Apparition
Just having perished, her death having just
occurred, don’t tell me it’s not so, the first person the Llorona appeared
before was her nanny Concha. She appeared all in one piece by the kitchen door
of the house of the crime; now, this was an urgent need to urinate like a baby
on the cradle-chair, to move like a toad with hiccups in the heart-drums, and
to tangle around like boiled lice in the hairs’ roots; a normal reaction in any
live person with nerves and reason and legs –the nanny told Sister Ursula about
the Llorona, making gestures in the darkness of her cell at the Convent of the
Conception, where Concha had taken refuge after the Llorona’s death and first
apparition. Where she planned to stay until the day she’d die, which would
probably occur as soon as she’d narrate the complete story of the Llorona to
Sister Ursula; story which only she knew in flesh and body. In any case, that
nightmarish morning, as soon as the horror emerged in the kitchen of the house
of the crime, Concha’s mind raised a barricade of incomprehension in the act,
despite the fact that her body intelligently denounced the ferociousness of the
unusual. The one who had just appeared was in front of her tearful eyes,
behaving like any physical person. There she was, yes, but… That which the mind
didn’t distinguish because of convenience, nanny’s physical body assimilated by
means of contractions and fever. A thousand reasons told her “it’s a lie,
you’re only seeing things,” but a thousand visceral fingers made evident the concreteness
of the fright, the tangible mystery that had surfaced in the kitchen –Concha
said, and Sister Ursula placed her frightened look in the frightened look of
the nanny, later on the cell’s gate, fearing that suddenly the Llorona would
appear screaming “oh my children.” Observing the dead woman in one piece,
Concha tried to put the blame on the Llorona’s lover, pronouncing his name with
a tone of a punished student: “Don Nuño…” –She first pointed to the cutting
board lying on the round legged table and then to the blood stains in the white
dress of the girl (Concha called the Llorona girl, tiny, little girl, Luisa and
Luisita).–Pig disemboweled-like stains at the main plaza, Ursulita. Humid
stains of the starting hours of a meat cutter. Stains that are rather dry and
not coming out of a pig, but out of an innocent lamb –the nanny emphasized, as
if the stains were in Sister Ursula’s garb.

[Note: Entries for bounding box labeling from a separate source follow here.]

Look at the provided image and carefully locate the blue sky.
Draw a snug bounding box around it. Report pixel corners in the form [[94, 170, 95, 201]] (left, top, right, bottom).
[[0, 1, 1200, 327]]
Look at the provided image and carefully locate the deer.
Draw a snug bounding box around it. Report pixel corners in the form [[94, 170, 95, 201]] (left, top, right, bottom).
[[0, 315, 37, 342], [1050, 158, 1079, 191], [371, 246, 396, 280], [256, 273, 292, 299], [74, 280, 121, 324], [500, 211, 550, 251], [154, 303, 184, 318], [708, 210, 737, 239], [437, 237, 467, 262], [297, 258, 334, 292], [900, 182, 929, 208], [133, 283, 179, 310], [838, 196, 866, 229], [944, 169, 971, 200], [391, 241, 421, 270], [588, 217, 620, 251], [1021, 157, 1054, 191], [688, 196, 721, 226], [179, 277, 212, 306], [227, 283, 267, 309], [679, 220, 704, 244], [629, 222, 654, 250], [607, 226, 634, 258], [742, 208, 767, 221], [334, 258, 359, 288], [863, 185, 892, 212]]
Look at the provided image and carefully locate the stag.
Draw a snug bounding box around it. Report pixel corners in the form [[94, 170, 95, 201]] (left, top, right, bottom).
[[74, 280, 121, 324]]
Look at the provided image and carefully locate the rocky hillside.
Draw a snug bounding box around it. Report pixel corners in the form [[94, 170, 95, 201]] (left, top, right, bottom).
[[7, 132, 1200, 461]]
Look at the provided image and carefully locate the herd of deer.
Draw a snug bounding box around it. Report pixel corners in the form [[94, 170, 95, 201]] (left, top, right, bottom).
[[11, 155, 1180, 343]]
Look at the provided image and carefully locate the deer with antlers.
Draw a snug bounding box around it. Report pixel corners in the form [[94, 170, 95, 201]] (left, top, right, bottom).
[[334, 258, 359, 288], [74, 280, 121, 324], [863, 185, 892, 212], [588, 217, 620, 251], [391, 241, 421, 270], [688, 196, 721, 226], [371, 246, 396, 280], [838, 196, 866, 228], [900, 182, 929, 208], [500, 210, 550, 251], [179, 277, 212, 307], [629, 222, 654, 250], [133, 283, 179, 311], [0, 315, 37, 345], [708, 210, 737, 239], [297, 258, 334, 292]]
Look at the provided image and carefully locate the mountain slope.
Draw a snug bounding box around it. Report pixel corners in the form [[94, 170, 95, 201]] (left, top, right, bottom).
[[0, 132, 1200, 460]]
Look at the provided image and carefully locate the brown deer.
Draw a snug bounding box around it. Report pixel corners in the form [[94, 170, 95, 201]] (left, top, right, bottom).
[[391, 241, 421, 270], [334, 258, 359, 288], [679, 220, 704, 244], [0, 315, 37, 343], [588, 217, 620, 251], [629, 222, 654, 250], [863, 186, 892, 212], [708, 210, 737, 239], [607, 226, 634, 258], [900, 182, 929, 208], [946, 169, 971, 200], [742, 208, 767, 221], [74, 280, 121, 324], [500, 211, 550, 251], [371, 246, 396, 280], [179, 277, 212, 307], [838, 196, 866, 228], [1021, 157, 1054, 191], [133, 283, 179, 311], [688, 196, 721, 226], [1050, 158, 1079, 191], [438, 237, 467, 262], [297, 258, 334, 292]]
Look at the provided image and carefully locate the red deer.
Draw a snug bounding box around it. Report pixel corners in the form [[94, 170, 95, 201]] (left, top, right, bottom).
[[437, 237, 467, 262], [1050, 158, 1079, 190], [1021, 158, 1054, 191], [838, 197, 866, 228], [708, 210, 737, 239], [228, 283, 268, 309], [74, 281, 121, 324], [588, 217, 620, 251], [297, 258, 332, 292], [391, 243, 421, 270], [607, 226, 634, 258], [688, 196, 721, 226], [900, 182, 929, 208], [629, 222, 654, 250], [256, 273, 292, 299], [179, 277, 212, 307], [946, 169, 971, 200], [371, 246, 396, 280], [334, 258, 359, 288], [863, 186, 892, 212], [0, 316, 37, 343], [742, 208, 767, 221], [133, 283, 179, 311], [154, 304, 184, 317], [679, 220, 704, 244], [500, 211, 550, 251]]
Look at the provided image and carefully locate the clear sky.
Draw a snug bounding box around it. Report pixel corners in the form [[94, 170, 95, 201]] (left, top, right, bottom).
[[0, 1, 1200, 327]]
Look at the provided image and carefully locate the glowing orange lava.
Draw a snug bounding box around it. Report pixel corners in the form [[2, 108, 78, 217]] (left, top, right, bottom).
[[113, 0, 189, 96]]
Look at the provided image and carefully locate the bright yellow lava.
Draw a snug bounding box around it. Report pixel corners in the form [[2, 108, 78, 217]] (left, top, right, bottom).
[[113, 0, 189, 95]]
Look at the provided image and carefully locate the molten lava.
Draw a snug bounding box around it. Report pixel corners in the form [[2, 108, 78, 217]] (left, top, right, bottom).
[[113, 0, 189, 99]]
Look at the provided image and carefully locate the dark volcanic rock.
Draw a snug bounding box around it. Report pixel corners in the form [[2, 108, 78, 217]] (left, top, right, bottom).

The dead one, gone, rebellious to
the certainty of her own existence, didn’t perceive her nanny’s movements, who,
laughing foolishly, definitely wanted to hear the high-pitched voices of the
sucking infants, the Llorona’s little infants, the small blood stains
assassinated by her just yesterday with the cutting knife.–Some silence,
Ursulita. The appeared, dead one was breathing within the mortal silence,
communicating oxygen to her deceased children.–The small stains and her, the
three of them, were breathing, Ursulita… with chills of people sleeping after
struggling with insomnia for centuries of penance and tearing off one’s
conscience.–The small stains didn’t cry, Miss, because they were dead, dead
–may Sister Ursula forgive the outcry. The little stains’ voice, red and quiet,
wouldn’t have told the truth about the knife’s work; on the contrary: If the
children that were scattered in the dress of the dead and appeared mother were
alive, they’d have unsettled the protection barrier against the impossible
–Concha said, making a gesture with the movement of her index finger around the
temple, symbolizing madness. If the children didn’t make noise, they’d be
asleep. If the children didn’t appear, that meant the Llorona had been saved
from being hung. The tiny, little girl’s execution had been a dream. The crime
was a dream, the vengeance was a dream, the crowds of neighbors picking on the
horror-like wasps, swelling it up, was a dream. Fat horror-pain, fat, drunk
sorrow; absurd, absolutely unprecedented. The appeared Llorona wasn’t looking
at her when Concha moved her head in a dumb salutatory action and, right after
that, in a foolish signal of reprehensible negation. The nanny pressed her legs
one against the other to pretend she wanted to urinate, so as not to show signs
of astonishment in view of the same, less astonishing thanks to the absence of
the assassinated infants, even though they were attached to the white dress
dirtied by sacrifice. Even though now they were two drips of carnal presence.